The Myris Challenge! Our beloved colleague Myris seems to think that all sensible geomorphologists would have a problem with my description of these bluestone boulders, slabs and blocks at Stonehenge as "typical glacial erratics" that would not look out of place close to any modern glacier front. There are plenty of other photos on the "Stones of Stonehenge" web site, here:
http://www.stonesofstonehenge.org.uk
Look in particular at the photos for stones 31 to 49.......
So let's have a straw poll. Do YOU think these stones look more like ancient glacial erratics, or Neolithic quarried blocks?
Thing is, when even JUST the upstanding bluestones at Stonehenge are discussed by what we might call the "Photogenic TV Archaeologists" of the MPP and Julian Richards' variety, they always tend to zoom in on the pillared bluestones and/ or the ones with fluted, shaped edges, etc, and....hey presto!..... we are off with the fairies and the angels in Preseli before we know where we are.
ReplyDeleteBasically, this type of TV archaeologist is simply not given to scientific and properly - deductive reasoning. They just want to tell us a Story, reminiscent of the Max Bygraves era, boys and girls....
They look like quarried block
ReplyDeleteM
I know you are just winding us up, Myris, but in case any impressionable or gullible person should read this, I have to say that if you, as a geologist, have ever seen stones like these dropping out of a worked quarry face, you have probably never visited a quarry.
ReplyDeleteTo his credit MPP said that the bluestones at Stonehenge were not worked.
ReplyDeleteHe said that there had been laser scanning of the sarcens and this new evidence suggests that they were worked length ways and then width ways across there faces.
An unrelated point. Can you clarify for me that other than the bluestones situated at Stonehenge and possibly the much travelled Boles Barrow blustone, no other bluestones have been found on Salisbury Plain or its environs?
Actually some of the bluestones ARE worked -- for several of them the shaped features are well authenticated. What I'm saying is that all the bluestone boulders in the bluestone circle are largely forgotten about because of the obsession with "monoliths" or "pillars." As for "bluestones" elsewhere, it's true that no large bluestone boulders of pillars are known from the Stonehenge landscape. That does not mean that they do not exist -- Olwen Williams-Thorpe and Richard Thorpe have studied the issue and are quite convinced that they may well have been present in this open landscape before thousands of years of stone clearance got rid of them. They think (as do I) that some of those that were discovered have now turned up at Stonehenge. As for smaller bluestone fragments, they do exist in many locations, suggesting that they were present in the area well before 5,000 yrs BP.
ReplyDeleteSmaller bluestone fragments do NOT occur in many locations.

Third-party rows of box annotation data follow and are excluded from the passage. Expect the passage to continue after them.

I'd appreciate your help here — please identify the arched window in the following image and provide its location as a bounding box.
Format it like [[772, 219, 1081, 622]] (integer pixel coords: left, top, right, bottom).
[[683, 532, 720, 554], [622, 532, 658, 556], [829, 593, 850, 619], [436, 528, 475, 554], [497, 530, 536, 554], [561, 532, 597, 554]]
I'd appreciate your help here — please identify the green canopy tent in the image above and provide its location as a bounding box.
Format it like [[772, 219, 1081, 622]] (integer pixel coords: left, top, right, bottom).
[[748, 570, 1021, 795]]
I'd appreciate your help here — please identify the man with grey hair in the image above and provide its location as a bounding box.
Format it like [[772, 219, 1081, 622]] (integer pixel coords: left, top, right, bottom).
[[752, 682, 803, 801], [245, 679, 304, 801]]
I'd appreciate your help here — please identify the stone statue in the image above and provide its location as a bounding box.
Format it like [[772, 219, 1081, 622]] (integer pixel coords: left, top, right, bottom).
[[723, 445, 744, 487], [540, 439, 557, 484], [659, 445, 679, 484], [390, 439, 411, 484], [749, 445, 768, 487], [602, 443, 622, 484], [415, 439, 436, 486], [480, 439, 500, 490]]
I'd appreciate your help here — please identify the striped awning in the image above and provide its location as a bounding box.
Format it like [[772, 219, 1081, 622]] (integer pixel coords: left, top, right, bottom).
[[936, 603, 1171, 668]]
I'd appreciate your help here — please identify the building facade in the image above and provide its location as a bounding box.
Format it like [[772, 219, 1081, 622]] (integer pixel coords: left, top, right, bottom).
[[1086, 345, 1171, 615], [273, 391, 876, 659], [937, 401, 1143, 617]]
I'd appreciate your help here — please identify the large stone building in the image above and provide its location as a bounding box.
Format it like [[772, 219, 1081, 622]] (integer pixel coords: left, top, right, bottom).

ReplyDeleteName an occurrence outside of the immediate Stonehenge Landscape.
OWT and her late, now very late, husband who once with Dr Ixer undertook a pilgrimage to the Wigan All-nighter have been shown to be mistaken in many of their beliefs and conclusions. The pet rock boys have been unravelling and correcting them for half a dozen years now.
Examination of any of the 'distanced' bluestones has so far shown them ALL to be misidentified or even modern road stone for example the West Kennett Longbarrow is not a bluestone but clear Group VIII struck flake.
Rounded cobbles are common in quarries that have Pleistocene overburden so yes common, not typical - go to any roadstone quarry in the Midlands and northern England..
There is not one convincing erratic large or small on Salisbury Plain. They have been looked for for over 60 years. Your saying there is is just wilful book thumping.
M
Tony,
ReplyDeleteSometimes your comments are insightful and knowledgeable, sometimes as far from the mark as you can be. You are very keen on promoting the idea of “myth creation and off with the fairies” in some of the more speculative of MPP’s theories, these may be proved right or wrong in the future, the team in Preseli may be looking for something that isn’t there but if you don’t look you don’t find. I heard similar criticism after the first year of digging of the Stonehenge River Project at Durrington, would you disagree that the SRP has profoundly added to the dating and understanding of the Stonehenge/Durrington landscape? You don’t have to agree with all their interpretations to see that it has.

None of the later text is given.